The Australians had already been strongly criticised for their behaviour from the outset of an ugly Test series.

Du Plessis makes no bones about it in his book, saying “we were going to force-feed the visitors some of their own medicine … let the bullies be bullied”.

Tim Paine became captain following sandpapergate.

Tim Paine became captain following sandpapergate.Credit:Getty Images

After his unexpected recall to the Test side for the Ashes earlier that summer, Paine was shocked at the level of on-field acrimony.

“I found that to be a really intense series in terms of the verbals out on the ground,” he recalled. “Obviously, Test cricket is competitive, but I thought that series was getting close [to the edge] and the warning signs were there that it was getting a touch too aggressive.

“Faf says in his book they would try and bully the bullies, and what you saw there was them trying to fight fire with fire, and it just tipped over the edge in a number of ways.

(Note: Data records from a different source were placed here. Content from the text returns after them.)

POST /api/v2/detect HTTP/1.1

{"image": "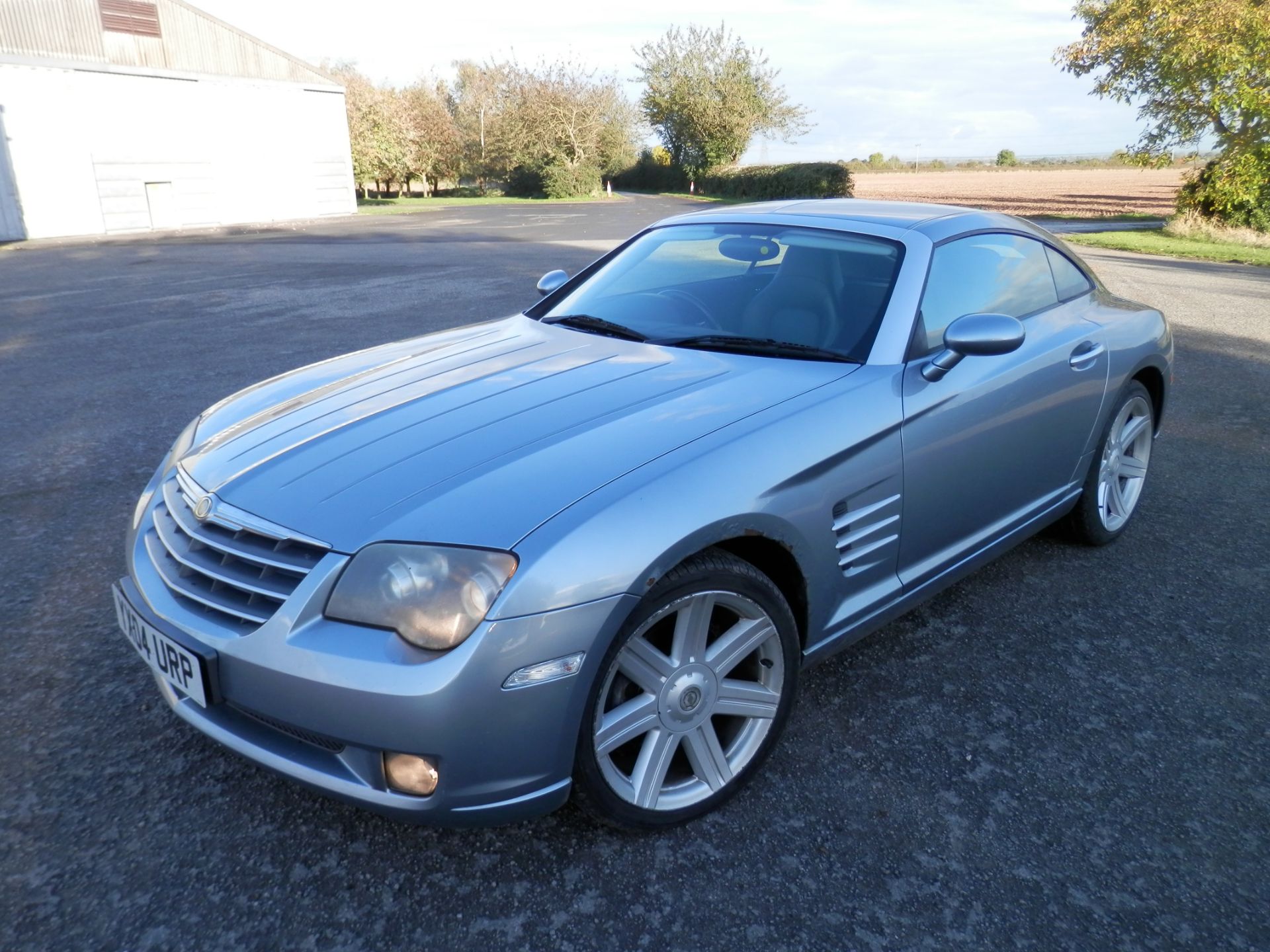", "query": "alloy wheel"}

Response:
[1099,396,1152,532]
[593,592,785,810]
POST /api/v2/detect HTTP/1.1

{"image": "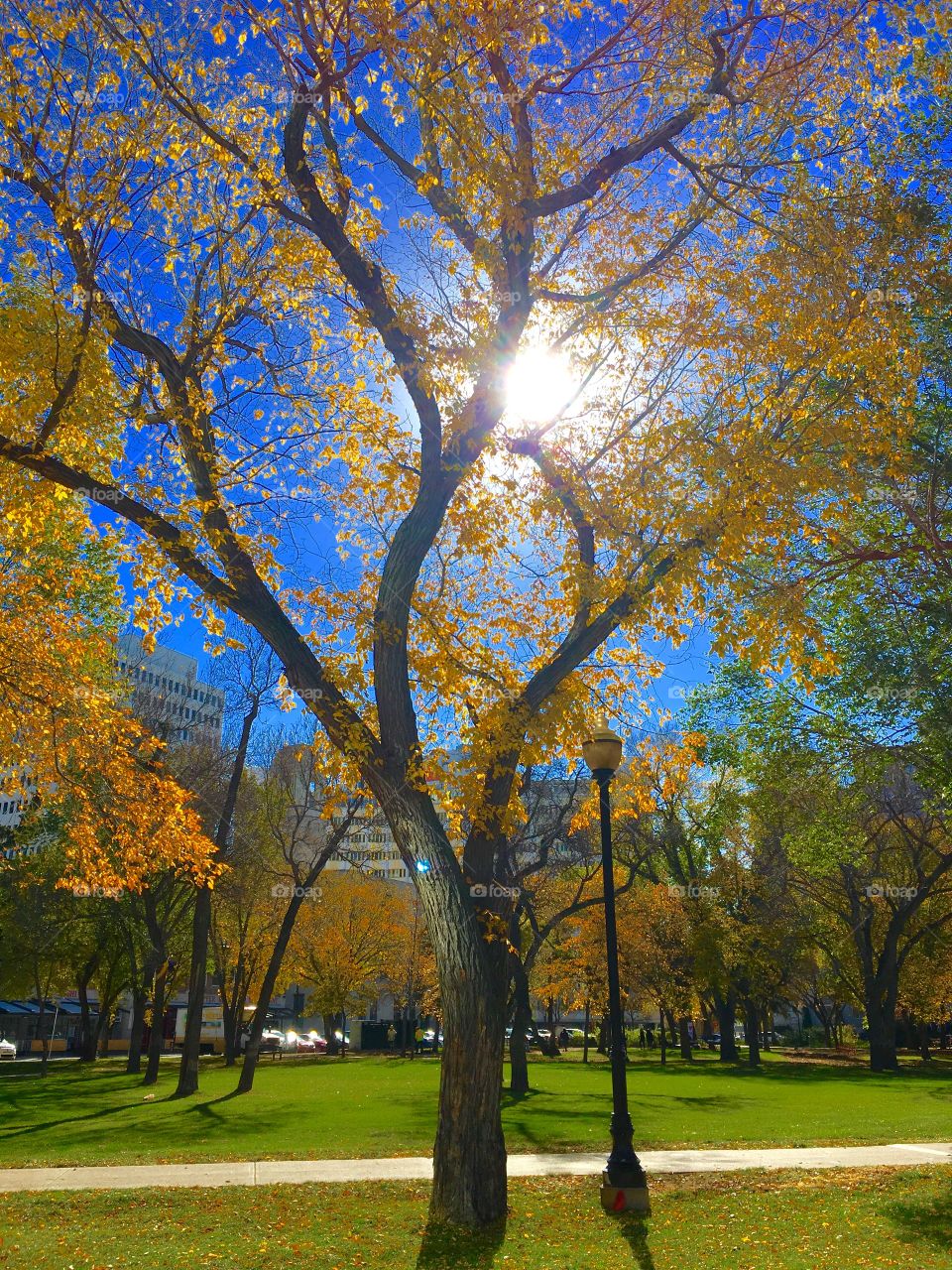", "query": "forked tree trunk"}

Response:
[430,927,507,1225]
[865,952,898,1072]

And sandpaper, obviously, was the straw that broke the camel’s back.

“I suspect nobody will ever be satisfied they know the full story of how we got to this place. I’m not sure I even understand [it] myself.

“There were a lot of things going on in that series that, looking back, weren’t in the right spirit of the game. And I think if we had our time again, we’d probably pull back on some of that stuff. I think both teams would, in terms of how we were sort of going at each other and the animosity between the two groups.

“It was absolutely competitive and a win-at-all-costs mentality … it went too far.”